Big change to Google's structured product data page
5 mins read

Big change to Google's structured product data page

Google has revamped its structured data product documentation by splitting one comprehensive page into three pages that are more focused on their topics. This provides an example of how to rewrite a page that is too large and turn it into multiple, thematically relevant web pages.

Structured data from Google products

Product structured data is critical for e-commerce and product review websites as it helps them qualify for rich result listings on Google's search engine results pages (SERPs). When deployed correctly, structured product data can make a significant contribution to a website's traffic and revenue.

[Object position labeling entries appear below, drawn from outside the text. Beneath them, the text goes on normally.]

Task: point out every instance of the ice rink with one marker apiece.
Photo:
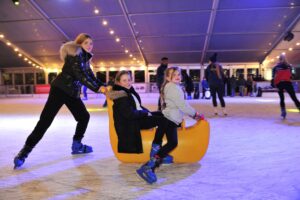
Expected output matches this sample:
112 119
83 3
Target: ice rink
252 154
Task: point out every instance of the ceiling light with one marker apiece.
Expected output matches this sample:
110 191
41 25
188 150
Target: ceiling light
96 11
16 2
104 22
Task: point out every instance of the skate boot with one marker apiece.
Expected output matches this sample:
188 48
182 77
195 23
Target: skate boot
79 148
224 111
216 111
146 171
22 155
283 113
154 150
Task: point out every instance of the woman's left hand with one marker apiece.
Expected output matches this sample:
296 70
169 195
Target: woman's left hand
102 89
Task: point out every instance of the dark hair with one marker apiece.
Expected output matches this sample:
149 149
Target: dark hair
120 74
82 37
213 58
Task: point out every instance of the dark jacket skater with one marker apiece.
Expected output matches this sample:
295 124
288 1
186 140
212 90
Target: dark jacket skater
126 119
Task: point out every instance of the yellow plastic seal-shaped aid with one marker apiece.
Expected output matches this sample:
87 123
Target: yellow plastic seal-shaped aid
192 142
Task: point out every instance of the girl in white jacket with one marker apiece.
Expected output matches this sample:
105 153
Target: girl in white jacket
173 108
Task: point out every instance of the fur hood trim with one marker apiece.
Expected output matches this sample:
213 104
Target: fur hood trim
116 94
70 48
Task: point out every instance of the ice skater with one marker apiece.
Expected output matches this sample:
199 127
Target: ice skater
65 90
173 108
282 74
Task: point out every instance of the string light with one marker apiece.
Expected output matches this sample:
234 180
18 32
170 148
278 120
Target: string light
104 22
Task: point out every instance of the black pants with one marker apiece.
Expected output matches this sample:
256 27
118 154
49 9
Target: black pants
287 86
159 103
57 98
170 129
220 91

Google's restructuring of official documentation provides a lot of insight to the e-commerce community, but also simplifies the increasingly extensive website with structured product data.

What has changed?

The most notable change to the documentation is that the entire document has been split into three pages. The original document “Product Structured Data” has been renamed “Introduction to Structured Product Data”. The word count increased from 4,808 words to just 667 words, with about 50% of the new document containing the same content. Aside from trivial changes, the revised page has a brand new section called “Deciding Which Markup To Use,” which serves as a starting point for the two new pages.

Merchants, product review site publishers, and SEOs can now read three structured product data documents:

  1. Introduction to structured product data
  2. Structured product snippet data
  3. Trader lists structured data

In addition to the above changes, there is a new blue-tinted caption field that draws attention to the Product Variant Structured Data page and replaces similar text that was hidden in the document and easily missed.

Screenshot of the callout box

Screenshot

Document comprehensively rewritten

There are cases where the headings of the new documentation have been rewritten to make it clear what each section is about.

The new Introduction to Structured Data page now includes a brand new section. The old section was called “Result Types” and the revised section is called “Deciding Which Markup to Use,” a more descriptive heading.

This is the new content:

“Deciding which markup to use
There are two main classes of structured product data. Follow the requirements for the type that best suits your use case:

Product snippets: For product pages where users cannot directly purchase the product. This markup provides more options for specifying rating information, such as: B. Advantages and disadvantages on an editorial product review site.

Merchant Listings: For pages where customers can purchase products from you. This markup provides more options for specifying detailed product information, such as clothing sizes, shipping details, and return policy information.

Note that there is some overlap between these two features. In general, adding the required product information properties for merchant listings means that your product pages will also be eligible for product snippets. Both functions have their own improvements. So be sure to check both when deciding which markup makes sense in the context of your site (the more properties you can add, the more improvements your site can consider).”

First new page: product excerpts

In addition to the revamped introduction to structured product data, there is now a new standalone page focused on adding structured product data to provide rich results on ratings, reviews, price and product availability.

The title element for the new page is “How to Add Product Snippet Structured Data.” Excluding some structured data examples, the new product snippet page is about 2,500 words.

Much of the content on this new site is not new. The similarities between a section of the old 6,000 word mega-page and this new standalone page suggest that they forked that section from the old documentation and turned it into its own page.

Second new page: Structured data of the dealer entry

The second new page is dedicated to structured product data, which is specific to merchant listings and is critical to displaying products in the shopping-related rich results that Google calls “Merchant Listing Experiences.”

Other than a single illustration, the dedicated merchant listing data page contains no information at all about what merchant listing experiences are and how they appear in search results. The second paragraph of the new page encourages the reader to visit the Introduction to Structured Product Data webpage to learn more about what Merchant Listing Experiences rich results look like.

It could be argued that the merchant structured data page provides context for the merchant listing experience information. But someone at Google decided that this one page had to be 100% focused on a single topic (structured data).

The new website is around 1,700 words (more or less).

Editorial decisions based on user needs

Instead of having one huge and comprehensive page on one topic, the decision was made to break the page down into individual subtopics. The result is three pages that are now more focused and are likely to not only be better for users, but also rank better.

Read the documentation

Check out the original version of the documentation:

Internet Archive: Structured product data (product, rating, offer).

Read the new documentation:

Introduction to structured product data

Structured data about the product snippet (product, rating, offer).

Structured data of the retailer entry (product, offer).